We sacrifice reality to live inside a comfortable illusion.
For most of human history, comfort was a foreign concept. Thomas Hobbes called life “nasty, brutish and short.” Basically you put in a lot of effort, or you died.
But now, according to the Bureau of Labor Statistics, the average American spends at least 5 hours a day doing whatever they want. In fact, I can almost guarantee that somewhere in this country there are people who never have to leave their homes. If they have a work-from-home job, order groceries online and have them delivered (along with all their other necessities) then, boom:
They never have to wear pants again.
But humans aren’t meant to be static creatures. We’re not satisfied if we’re not improving. We’re the most successful species on the planet, and we didn’t get there through complacency.
So our generation runs into a problem: We’ve got all this time to waste and it’s oh-so comfortable to waste it. But, we tend to feel a guilty nagging when we do. Maybe it’s caused by the Facebook post of a friend who’s having their umpteenth child or buying a vacation condo in France. Sometimes it’s a rude remark we hear about our own imperfections that hits too close to home. Whatever brings it on, eventually we will feel the nag.
Something tugs at us and tells us we should get up, we should try, we should improve.
Something makes us feel guilty.
You can’t ignore that feeling, it’ll just keep coming back. There are only 2 ways to make it go away:
- One: Go out and fail. Fail a lot and fail miserably in the name of self-improvement and progress. Maybe succeed a little; but skin all the knees, cry all the tears, and suffer all the growing pains. Chase the impossible.
OR
- Two: Bury it. Take that nagging sense to become better and smother it with the comforting pillow-shaped-lie that ‘you’re perfect the way you are.’ Smother until that nagging feeling stops kicking.

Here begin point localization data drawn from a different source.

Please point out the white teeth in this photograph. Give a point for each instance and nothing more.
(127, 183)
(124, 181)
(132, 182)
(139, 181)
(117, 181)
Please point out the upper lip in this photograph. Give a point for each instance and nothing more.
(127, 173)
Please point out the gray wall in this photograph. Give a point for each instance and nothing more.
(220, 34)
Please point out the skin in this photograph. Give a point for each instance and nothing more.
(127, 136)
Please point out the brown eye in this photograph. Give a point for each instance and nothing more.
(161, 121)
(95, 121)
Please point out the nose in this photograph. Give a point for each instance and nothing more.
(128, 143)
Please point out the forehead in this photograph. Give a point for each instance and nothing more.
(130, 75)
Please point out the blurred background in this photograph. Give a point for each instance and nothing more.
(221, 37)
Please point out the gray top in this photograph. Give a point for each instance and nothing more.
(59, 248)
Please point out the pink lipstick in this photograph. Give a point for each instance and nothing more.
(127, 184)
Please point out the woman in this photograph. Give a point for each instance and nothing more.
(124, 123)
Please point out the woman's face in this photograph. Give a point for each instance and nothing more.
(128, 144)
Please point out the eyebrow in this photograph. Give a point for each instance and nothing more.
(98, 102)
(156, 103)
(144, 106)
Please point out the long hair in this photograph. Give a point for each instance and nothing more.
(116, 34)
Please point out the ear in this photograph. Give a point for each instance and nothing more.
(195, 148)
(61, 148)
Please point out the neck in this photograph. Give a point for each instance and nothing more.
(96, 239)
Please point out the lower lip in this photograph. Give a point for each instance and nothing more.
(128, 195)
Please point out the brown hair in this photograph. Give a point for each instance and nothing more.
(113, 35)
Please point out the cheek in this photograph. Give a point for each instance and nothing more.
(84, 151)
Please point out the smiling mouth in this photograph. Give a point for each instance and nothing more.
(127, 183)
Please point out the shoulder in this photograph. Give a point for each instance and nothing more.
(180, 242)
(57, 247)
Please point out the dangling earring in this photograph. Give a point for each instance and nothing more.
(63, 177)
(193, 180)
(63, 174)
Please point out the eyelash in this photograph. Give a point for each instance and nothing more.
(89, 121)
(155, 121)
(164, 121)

Given that the internet lends itself to a reactionary, ‘don’t tell me what to do’ attitude, it’s no surprise that option two often wins out. When someone, rightly or not, points out a flaw – it is much more satisfying to hate the haters and declare yourself the embodiment of perfection.
What a waste! Never before has a generation had such a capacity to work wonders. Issac Newton – 340 years ago – said, “If I have seen further, it is by standing on the shoulders of giants.” How much further can we see now? Why would we squander that by declaring self-perfection and then giving up?

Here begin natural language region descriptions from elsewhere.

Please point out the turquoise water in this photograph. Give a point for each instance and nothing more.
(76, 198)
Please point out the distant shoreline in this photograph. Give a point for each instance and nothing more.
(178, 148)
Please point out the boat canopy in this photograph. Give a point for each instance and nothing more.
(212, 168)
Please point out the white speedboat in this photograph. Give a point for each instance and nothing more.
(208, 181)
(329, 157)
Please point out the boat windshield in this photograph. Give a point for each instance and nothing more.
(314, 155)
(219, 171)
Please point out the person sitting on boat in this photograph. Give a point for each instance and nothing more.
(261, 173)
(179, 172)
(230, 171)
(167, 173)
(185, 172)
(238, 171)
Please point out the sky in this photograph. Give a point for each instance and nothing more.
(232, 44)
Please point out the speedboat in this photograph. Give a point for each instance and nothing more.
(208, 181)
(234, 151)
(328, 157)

“I’m perfect just the way I am.”
How incredibly, insufferably boring. Can you really fit that much excitement and variety into your life once you’ve crowded out the possibilities of failure, growth or change?
Instead of tying happiness and self-worth to perfection, anchor it instead to your direction. The anguish of failure diminishes when, at the end of the day, you’re proud of the path you’re on.
Be happy. Be the kind of person you can love. But never be satisfied.
Leave behind a shoulder for someone else to stand on.